Pour Sophie Ducharme, vice-présidente fiducie et services conseils chez Gestion privée 1859, le premier ingrédient à ne pas négliger dans une planification réussie est le mandat donné en prévision de l’inaptitude: « Souvent, les gens sont plus inquiets de ce qui va se passer à leur décès et ne pensent pas au mandat en cas d’incapacité, pourtant très important. C’est l’un des premiers outils auquel on devrait penser.»

Elle suggère d’ailleurs de mettre en place un mandat comportant un volet humain important qui inclura, en plus des grandes règles financières et juridiques, des renseignements sur les habitudes de vie ou les besoins spécifiques de l’enfant à protéger. Si le parent le désire, il peut même y insérer les valeurs qu’il désire que l’on transmette à son enfant advenant une incapacité.

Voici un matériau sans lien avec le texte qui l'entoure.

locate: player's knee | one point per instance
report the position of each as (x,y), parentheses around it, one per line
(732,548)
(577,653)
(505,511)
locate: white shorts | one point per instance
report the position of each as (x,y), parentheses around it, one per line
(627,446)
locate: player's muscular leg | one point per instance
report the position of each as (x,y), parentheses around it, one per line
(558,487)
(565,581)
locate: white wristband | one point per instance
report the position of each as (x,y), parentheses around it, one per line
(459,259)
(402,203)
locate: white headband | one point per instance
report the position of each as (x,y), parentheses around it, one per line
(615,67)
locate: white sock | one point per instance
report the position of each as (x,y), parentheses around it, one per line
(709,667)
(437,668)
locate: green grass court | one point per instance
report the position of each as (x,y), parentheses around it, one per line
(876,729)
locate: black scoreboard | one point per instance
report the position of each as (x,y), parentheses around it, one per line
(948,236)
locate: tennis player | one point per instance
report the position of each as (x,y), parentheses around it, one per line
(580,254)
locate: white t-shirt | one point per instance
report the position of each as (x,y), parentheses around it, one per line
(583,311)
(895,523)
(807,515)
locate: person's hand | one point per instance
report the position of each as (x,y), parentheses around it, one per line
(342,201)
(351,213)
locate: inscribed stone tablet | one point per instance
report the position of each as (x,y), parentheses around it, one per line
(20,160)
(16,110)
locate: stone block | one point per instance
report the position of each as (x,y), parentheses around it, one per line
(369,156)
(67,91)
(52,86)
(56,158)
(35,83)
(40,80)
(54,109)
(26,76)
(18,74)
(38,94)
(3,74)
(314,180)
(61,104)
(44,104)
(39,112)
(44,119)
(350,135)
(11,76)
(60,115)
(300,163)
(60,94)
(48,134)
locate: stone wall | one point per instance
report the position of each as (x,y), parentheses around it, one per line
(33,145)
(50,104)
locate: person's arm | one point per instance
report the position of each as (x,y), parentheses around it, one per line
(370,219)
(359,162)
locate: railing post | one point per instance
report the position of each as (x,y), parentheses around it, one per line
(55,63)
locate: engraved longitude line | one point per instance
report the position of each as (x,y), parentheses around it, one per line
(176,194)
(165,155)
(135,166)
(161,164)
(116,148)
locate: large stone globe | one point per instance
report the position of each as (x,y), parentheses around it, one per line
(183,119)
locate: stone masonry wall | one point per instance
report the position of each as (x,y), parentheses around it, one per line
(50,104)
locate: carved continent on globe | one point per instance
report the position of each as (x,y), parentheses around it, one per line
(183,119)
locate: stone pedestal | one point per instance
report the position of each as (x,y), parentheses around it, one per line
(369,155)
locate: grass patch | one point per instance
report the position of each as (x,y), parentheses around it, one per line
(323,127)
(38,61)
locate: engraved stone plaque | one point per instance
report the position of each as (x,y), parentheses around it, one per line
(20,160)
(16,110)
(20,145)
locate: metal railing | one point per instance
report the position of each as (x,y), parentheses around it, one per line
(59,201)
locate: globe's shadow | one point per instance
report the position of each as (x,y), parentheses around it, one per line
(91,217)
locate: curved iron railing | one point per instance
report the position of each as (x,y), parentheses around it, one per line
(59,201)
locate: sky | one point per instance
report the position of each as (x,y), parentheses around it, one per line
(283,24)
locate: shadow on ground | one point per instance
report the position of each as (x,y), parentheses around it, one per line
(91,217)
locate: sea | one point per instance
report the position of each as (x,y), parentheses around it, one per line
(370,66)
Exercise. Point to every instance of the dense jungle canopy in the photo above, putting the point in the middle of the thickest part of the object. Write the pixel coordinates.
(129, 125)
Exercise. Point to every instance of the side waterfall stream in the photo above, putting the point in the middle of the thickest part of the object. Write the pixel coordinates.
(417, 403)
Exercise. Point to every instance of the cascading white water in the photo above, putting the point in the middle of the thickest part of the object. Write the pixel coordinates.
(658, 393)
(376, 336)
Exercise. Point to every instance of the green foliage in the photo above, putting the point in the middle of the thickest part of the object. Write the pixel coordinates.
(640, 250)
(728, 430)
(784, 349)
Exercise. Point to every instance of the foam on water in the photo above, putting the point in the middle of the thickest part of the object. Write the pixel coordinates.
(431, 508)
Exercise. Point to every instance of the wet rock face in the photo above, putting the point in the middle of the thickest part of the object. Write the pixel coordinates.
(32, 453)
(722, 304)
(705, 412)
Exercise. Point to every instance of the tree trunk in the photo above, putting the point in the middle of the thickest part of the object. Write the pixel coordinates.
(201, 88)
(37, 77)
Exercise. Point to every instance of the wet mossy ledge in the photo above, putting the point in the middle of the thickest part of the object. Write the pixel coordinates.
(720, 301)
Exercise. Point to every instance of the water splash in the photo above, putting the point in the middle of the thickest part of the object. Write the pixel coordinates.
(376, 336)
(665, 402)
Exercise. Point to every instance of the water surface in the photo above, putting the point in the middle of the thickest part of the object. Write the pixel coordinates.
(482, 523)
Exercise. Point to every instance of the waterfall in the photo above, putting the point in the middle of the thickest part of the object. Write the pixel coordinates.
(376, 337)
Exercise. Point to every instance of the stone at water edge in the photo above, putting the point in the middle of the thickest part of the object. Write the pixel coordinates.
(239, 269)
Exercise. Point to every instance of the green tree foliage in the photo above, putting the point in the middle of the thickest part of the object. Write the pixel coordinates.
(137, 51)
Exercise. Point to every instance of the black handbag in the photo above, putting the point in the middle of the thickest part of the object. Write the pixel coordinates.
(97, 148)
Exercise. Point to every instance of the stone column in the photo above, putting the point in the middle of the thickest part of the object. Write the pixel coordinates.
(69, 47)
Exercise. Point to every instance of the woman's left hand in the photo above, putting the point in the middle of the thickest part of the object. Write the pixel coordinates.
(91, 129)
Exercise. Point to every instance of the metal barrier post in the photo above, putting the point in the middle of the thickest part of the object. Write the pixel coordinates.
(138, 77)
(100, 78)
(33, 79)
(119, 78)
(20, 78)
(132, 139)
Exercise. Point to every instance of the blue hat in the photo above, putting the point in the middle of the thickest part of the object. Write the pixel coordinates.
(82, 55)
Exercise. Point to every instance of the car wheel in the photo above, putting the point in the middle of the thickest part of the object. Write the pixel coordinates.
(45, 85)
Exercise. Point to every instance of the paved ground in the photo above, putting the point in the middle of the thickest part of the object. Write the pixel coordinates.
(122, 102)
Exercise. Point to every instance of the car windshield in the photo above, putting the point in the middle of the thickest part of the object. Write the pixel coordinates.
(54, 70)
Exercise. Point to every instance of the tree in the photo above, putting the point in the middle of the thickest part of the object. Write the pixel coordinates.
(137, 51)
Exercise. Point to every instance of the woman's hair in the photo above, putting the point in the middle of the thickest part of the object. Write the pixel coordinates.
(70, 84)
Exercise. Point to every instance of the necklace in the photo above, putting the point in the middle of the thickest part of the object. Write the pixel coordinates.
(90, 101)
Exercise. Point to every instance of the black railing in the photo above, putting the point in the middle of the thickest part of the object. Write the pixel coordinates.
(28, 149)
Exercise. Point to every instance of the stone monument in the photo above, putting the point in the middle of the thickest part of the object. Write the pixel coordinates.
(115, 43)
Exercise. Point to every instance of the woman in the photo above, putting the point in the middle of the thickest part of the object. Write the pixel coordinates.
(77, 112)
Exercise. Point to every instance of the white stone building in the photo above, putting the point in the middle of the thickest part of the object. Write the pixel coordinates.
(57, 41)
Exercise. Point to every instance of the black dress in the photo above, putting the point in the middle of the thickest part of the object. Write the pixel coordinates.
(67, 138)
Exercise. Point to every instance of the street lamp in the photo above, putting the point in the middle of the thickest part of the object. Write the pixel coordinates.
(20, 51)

« On peut y inclure une foule de volontés pour le bien-être de l’enfant, comme par exemple des informations sur ses loisirs préférés, s’il voyage chaque année, qui est son médecin ou son psychologue, explique Sophie Ducharme. Les enfants handicapés sont assez confortables dans une routine, il est donc important de donner assez d’information aux gens qui en prendront soin, surtout dans le cas d’une personne monoparentale. Agir ainsi rend service à tout le monde, enfant et mandataire.»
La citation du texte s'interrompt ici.